Job hunters beware of LinkedIn scammers

Summer Stephan, San Diego District Attorney

As your District Attorney, I’m committed to increasing communication and accessibil­ity between the DA’s Office and you, the community. One way I have been doing that is through this monthly column, where I provide consumer tips on public safety matters.

Maybe one of your New Year’s resolutions is to find a new job. With the days of seeking em­ployment through classified ads in the rear-view mirror, most of us opt for searching for work on­line. And of course, there are a plethora of companies that vow to make this journey less stress­ful by directly connecting em­ployers to potential employees.

LinkedIn is a company that seeks to make job hunting easier by serving a social network tai­lored to professionals. It allows working professionals to stay connected with other profession­als in their field and to message and send relevant opportunities to one another. As with anything where technology is involved, scammers have found a way to use this social media site for far more nefarious purposes than originally intended.
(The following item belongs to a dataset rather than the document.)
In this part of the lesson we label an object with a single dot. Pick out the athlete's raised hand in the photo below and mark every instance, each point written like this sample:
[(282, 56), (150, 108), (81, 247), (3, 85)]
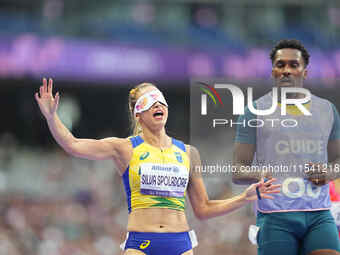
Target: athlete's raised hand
[(47, 103)]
This scam involves shady characters assuming the iden­tity of a prospective employer and connecting with interested candidates for a job opening. As these bogus employers message others on LinkedIn, those who respond are soon persuaded to buy supplies and equipment that they falsely believe is vital to their new job. Some scammers even go as far as interviewing job candidates in an attempt to further legitimize their swindle. In some cases, job candidates are coerced into revealing sensi­tive personal information such as their social security number, which is then used for identity fraud.

Here are some ways you can prevent falling prey on job searching sites:

  • Always research any com­pany contacting you.
  • Seek other forms of verifica­tion from the recruiter including their company email, employee information on the company website, and a company phone number.
  • The email used by the com­pany recruiter should always be a company-affiliated email, not a public email like Gmail, Yahoo, or Hotmail.
  • Examine the profile of the recruiter contacting you. Scam­mers sometimes impersonate re­al employees at real companies.
  • Authentic LinkedIn emails have a security footer at the bottom of every email that says who the email was intended for along with the recipient’s cur­rent job and company. Although this footer is not a guarantee the email is legitimate, if it is not present, do not click any links.
  • A fake profile will often have a very small amount of connec­tions, have large amounts of in­formation missing on their pro­file, and be connected to a public email.
  • If a recruiter offers you a job without interviewing you, has a lot of spelling and grammar mistakes in their messages, and offers you a salary significantly above the market rate, this is a red flag that you could be getting scammed.
  • Lastly, if a recruiter asks you buy equipment or invest any amount of money before hiring you, they are running a scam.

The most important rule to fol­low is to never give any money to anyone you’ve connected with on social media. A legitimate business would never force an employee to commit funds before hiring them.

Now, what happens if you fol­lowed all this advice but still managed to find yourself in a LinkedIn scam?

  • Send the suspicious email or message to phishing@linkedin.com.
  • Delete the email/message from your account.
  • If you clicked on any of the links in the email, run your an­tivirus/spyware software to find and remove any type of mali­cious software.
  • If you gave out any form of personal information such as a password or bank account num­ber to a scammer, make sure to reset your password and /or con­tact your bank.
  • File a complaint with the lo­cal Better Business Bureau and report the fraudulent company.